Sunday, September 20, 2009

Social consequences of the futures market

Not all observers agree that the futures market results in a net gain for society by helping financial institutions reduce risk and use scare resources more efficiently. Some analysts believe that the futures markets are largely speculative and not really geared for the hedging of risks per se. they see these markets as aimed principally at providing wealthy investors with a speculative outlet for their funds, and resulting in unnecessary risks due to excessive speculation. Some have argued that the futures markets increase the price volatility of those securities whose contracts are actively traded. If this is true, it would tend to make the impact of government economic policy, aimed at promoting high employment and low inflation, more difficult to predict. There is evidence from the commodities field that trading in futures tends to smooth out seasonal fluctuations, but only limited evidence exists to date as to the overall impact on the securities markets of contracts trading.
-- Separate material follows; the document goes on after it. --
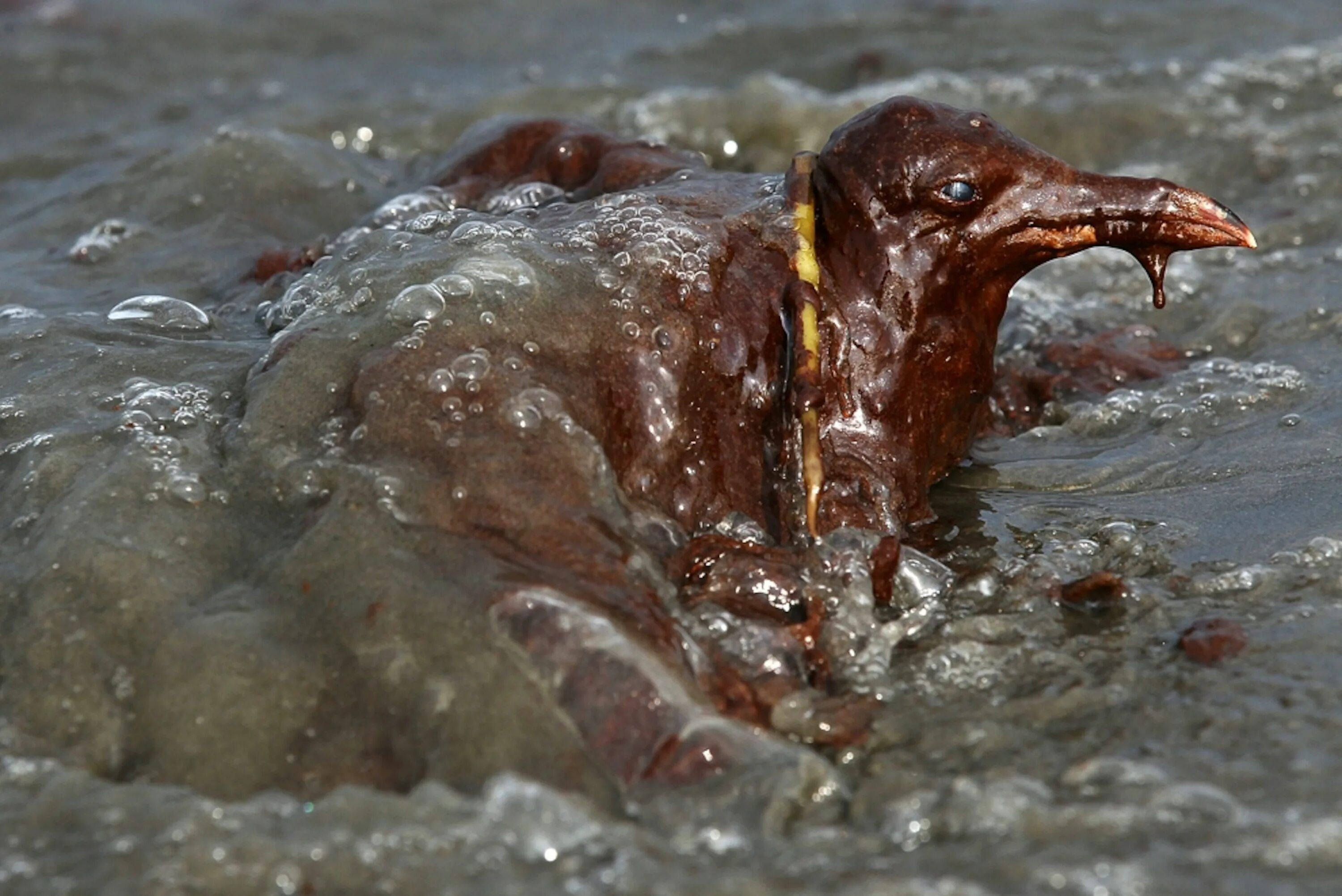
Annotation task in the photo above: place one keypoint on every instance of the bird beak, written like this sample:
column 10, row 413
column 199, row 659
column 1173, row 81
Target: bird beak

Certainly the more existence of the futures market and its continuing growth creates additional problems for regulatory authorities, especially those concerned with the regulation of financial institutions. Another market must be supervised and additional regulations prepared to cover new forms of risk and new fiduciary relationships. Some observers have expressed the fear that the futures markets substitute "gambling" with securities for "investing" in securities. If this view correct, it suggests a withdrawal of some risk-taking activity from the traditional securities markets and a redirection of this activity towards the futures market. To the extent that risk taking by securities investors is curtailed, this limits the flow of funds into venture capital and decreases the aggregate volume of investment in the economy. Other things equal, the economy's rate of growth is reduced.
On balance, the financial futures market probably has resulted in a modest net benefit to the financial system and to the economy. Those who support the development of this market have certainly overdramatized its positive features, alleging, for example, that interest rates tend to be lower and less volatile with a well-functioning futures market. There is little evidence that this is, in fact, the case. Regardless, it seems clear that the futures market has separated the risk of changing security prices and interest rates from the lending of funds, at least for those institutions actively participating in this market. The risk of price and yield changes is transferred to investors quite willing to assume such risks. The futures market has helped to reduce search costs and expand the flow of information on market opportunities for those who seek risk reduction through hedging. In this sense, the market tends to promote greater efficiency in the use of scare financial resources. Moreover, this developing institution has tended to unify many local markets into a national forward market, overcoming geographic and institutional rigities which tend to separate one market from another.
It should not be forgotten that futures trading is not without its own special risks. While the risk of price and yield fluctuations is reduced through negotiating a futures contract, the investor faces the risk of changing interest rates and security prices between the futures and spot markets. It is rare that gains and losses from simultaneous trading in spot and futures markets will exactly offset each other, resulting in a perfect hedge. Moreover, there are substantial brokerage fees for executing futures contracts, and required minimum deposits for margin accounts. To the extent that the futures market encourages speculation, does not fully offset all prices and interest-rates risks, and is characterized by substantial transactions costs, its net benefits to society will remain both limited and a subject of continuing controversy and close regulatory security.